Here’s a quick trick that could significantly speed up your Web surfing. Download and run the open source namebench on your computer. It does a thorough test of your current DNS servers and some other popular global and regional alternatives, produces a good report and recommends which ones you should use.
Here is how namebench describes what it does:
“namebench looks for the fastest DNS (Domain Name System) servers accessible to your computer. You can think of a DNS server as a phone book: When you want to dial a company on the phone, you may have to flip through a phone book by name to find their phone number. On the Internet, when you want to visit “www.google.com”, a DNS server needs to looks up the correct IP Address for you.
Over the course of loading a single web page, your computer may need to look up a dozen of these addresses. While your Internet provider usually automatically assigns you one of their servers to handle looking up these addresses, there may be others that are significantly faster. namebench finds them.”
Namebench also points out which DNS servers do DNS hijacking — typically by intercepting an error message produced by entering a mistyped URL (e.g., http://umbc.edo/) and redirects you to a page full of ads and “helpful” search results. Some name severs, like OpenDNS, will also automatically correct some mistyped URLS, e.g., guessing that then you typed http://umbc.edi/ you meant to type http://umbc.edu/. Shades of DWIM! It’s not dangerous and is a way private DNS services, like OpenDNS, get revenue to support the service and make a profit.
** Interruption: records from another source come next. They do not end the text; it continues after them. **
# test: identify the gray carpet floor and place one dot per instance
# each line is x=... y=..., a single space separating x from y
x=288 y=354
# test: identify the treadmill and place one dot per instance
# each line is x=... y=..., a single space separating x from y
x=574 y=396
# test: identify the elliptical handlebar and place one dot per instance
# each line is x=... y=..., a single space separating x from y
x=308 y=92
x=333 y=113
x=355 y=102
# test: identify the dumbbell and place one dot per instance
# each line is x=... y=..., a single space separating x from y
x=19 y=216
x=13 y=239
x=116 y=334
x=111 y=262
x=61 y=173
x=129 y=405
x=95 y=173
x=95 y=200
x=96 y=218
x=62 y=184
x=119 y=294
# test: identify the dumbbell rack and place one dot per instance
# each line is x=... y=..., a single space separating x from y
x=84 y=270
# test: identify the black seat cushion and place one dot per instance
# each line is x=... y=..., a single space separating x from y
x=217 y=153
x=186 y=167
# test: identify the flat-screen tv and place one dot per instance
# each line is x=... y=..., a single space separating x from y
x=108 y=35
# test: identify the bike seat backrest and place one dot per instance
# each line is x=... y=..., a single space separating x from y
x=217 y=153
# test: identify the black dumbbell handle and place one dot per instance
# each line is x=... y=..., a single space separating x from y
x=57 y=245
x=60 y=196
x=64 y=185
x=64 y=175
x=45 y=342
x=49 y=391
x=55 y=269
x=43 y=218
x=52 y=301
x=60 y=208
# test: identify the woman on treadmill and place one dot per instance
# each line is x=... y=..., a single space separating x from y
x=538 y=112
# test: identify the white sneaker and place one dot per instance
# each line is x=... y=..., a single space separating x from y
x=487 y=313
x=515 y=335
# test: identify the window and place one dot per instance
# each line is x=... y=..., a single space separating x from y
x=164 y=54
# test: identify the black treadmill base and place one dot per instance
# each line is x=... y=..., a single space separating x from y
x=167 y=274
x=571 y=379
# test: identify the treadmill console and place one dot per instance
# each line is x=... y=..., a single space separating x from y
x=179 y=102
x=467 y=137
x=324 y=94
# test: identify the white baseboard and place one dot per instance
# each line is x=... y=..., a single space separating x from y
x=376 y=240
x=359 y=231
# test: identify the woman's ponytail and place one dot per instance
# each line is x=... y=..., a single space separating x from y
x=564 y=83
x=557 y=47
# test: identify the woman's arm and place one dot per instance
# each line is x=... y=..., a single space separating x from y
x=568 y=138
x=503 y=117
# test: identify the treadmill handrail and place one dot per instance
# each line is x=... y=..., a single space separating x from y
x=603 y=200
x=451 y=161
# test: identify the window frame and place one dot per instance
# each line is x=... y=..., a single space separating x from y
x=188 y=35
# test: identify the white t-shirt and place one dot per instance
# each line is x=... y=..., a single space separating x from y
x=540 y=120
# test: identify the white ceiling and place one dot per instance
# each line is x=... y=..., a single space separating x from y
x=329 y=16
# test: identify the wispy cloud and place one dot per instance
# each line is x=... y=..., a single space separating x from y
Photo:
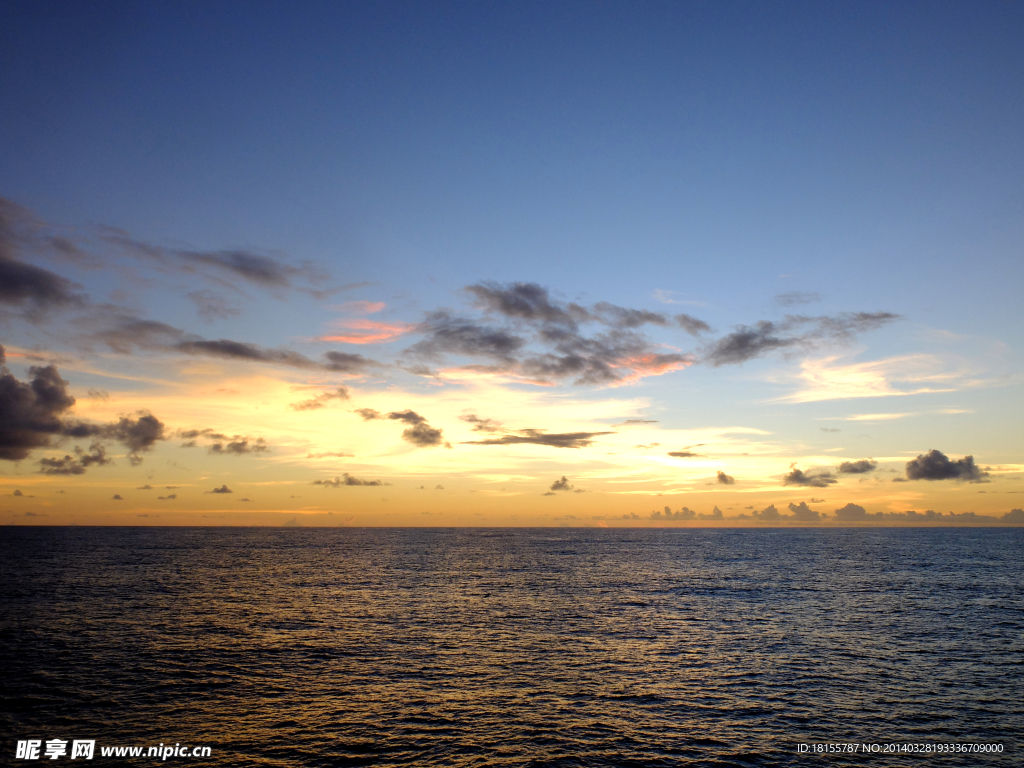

I have been using OpenDNS because it’s the fastest (for me) and don’t mind their NXDOMAIN hijacking. But I learned from namebench that OpenDNS reroutes www.google.com to google.navigation.opendns.com and I confirmed that it also reroutes HTTP GET requests for http://google.com/ to http://www.google.com/ and then from there onto http://www.google.de/. I’ll admit I am a bit confused by this. I imagine they do this to capture queries sent to Google, which provide very useful information even in the aggregate. (They do not seem to be doing this for Microsoft’s Bing search engine, however). I plan on digging into this more to fully understand what is going on and why.